Прохожих в этот совсем поздний час навстречу Гелию не попадалось, а на водителей редких машин он производил впечатление гуляки, вусмерть надравшегося и окончательно потерявшего человеческий облик.
Случайная такая опора, то есть деревце, показалась притихшему его сознанию бывшей новогодней елкой, осыпавшейся, тщедушной, выкинутой за ненадобностью из теплого помещения в снег, на мороз, а теперь вот после изумительного триумфа прелестной разнаряженности и недели всеобщего поклонения жалко вот тут прозябающей в обрывках мишуры, в сирых блесточках, в мертвых, не тающих, ватных снежиночках, заставляя леденеть задумчивое сердце чувствительного наблюдателя, поскольку от образа подобной выброшенности и от такого бездарного прозябания полезного растения веет стужей непостижимо абсурдного, капризного людского бездушия…
Пьян он не был совсем. Наоборот, все с ним случившееся сообщило на короткий срок его существу, особенно сознанию, состояние свободного самоуглубления и отрешенности от видимого мира.
А ведь бывало его выводили из себя светские разговоры о состояниях, которые, как утверждали знакомые кухонные мистики, достигаются лишь истинными юродивыми, людьми, умудренными кропотливым духовным самовоспитанием, да редчайшими на земле счастливцами, фактически птицами небесными.
Находясь в одном из подобных состояний, он стоял, словно на краю света, опершись о деревце и переступая с ноги на ногу. Стоял, то и дело поправляя рукавом пальто нависавшую над глазницей маски легендарную бровь из «кошки ужесточенной».
Состояние блаженной погруженности в странные, похожие на сны видения было не только вневременным лично для Гелия, но и никак не соотнесенным с ледяными фигурами его любимой формальной логики.

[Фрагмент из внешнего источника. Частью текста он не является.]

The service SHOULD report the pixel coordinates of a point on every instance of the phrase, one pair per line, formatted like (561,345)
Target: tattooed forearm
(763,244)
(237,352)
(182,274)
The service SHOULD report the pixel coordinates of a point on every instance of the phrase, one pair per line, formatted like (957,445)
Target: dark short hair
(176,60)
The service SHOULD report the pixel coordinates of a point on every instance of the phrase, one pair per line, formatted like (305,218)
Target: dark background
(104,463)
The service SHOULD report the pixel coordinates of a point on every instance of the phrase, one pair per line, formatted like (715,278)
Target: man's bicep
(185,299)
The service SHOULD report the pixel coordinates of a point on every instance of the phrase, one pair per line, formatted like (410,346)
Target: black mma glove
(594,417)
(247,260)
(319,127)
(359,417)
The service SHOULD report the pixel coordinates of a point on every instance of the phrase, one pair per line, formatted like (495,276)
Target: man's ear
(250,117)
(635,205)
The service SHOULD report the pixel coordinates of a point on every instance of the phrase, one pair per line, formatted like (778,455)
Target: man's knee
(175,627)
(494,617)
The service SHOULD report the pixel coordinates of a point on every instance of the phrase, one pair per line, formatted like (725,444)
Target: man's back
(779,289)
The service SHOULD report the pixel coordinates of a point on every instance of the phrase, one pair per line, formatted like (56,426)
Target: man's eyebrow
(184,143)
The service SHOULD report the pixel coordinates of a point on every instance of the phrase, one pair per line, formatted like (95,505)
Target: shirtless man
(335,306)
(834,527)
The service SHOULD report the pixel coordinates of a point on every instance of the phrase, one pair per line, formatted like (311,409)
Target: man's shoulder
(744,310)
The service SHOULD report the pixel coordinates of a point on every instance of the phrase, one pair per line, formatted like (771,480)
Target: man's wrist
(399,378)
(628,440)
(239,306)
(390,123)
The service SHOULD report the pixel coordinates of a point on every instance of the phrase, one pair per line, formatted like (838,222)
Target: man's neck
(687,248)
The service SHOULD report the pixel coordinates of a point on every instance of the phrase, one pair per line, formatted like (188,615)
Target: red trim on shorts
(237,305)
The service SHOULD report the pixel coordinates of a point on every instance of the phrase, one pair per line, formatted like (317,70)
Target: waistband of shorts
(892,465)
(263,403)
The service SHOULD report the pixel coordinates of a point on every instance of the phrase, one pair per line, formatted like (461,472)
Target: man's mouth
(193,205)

Эти видения казались ему своевольными играми вечно бодрствующей души с волшебным механизмом памяти мозга, так устающего от реальности, что наишачившийся разум проваливается ежесуточно, а то и чаще, чуть ли не на Тот Свет и дрыхнет где-то там без задних ног, набираясь свежих сил для перенесения всяческих перегрузок существования и дальнейших сношений с этой самой, совершенно непереносимой без перекуров, реальностью. А душа в это время резвится себе, играет, старается перетасовать попричудливей как близлежащие впечатления, так и все находящееся в самых укромных тайничках и чуланчиках памяти;должно быть, летает, мгновенно оборачиваясь, на Тот Свет, где нет Времени, за кое-чем совсем тобой забытым; бывает, что случайно прихватывает оттуда кое-что вовсе и не твое, которое наяву ошибочно кажется никогда не существовавшим; что-то складывает из всего этого добра Душа, а то и сама завороженно наблюдает за своевольным саморазвитием невероятных и бесподобных видений в ночном течении наших снов.
Но сон есть сон, несмотря на непостижимость его состава и фантастичность фигур построения всего небывалого. И в мрачных перипетиях самого ужасного сна мы все же как-то ухитряемся выискать краешком обмирающего от ужаса сознания спасительную такую соломинку – чувство того, что все это, как бы то ни было, – сон… сон… сон… Да и в приятном, сказочном сновидении не обманемся мы насчет того, что явь, ждущая нас за его порогом, несравненно скромнее, скучнее, безрадостнее и строже.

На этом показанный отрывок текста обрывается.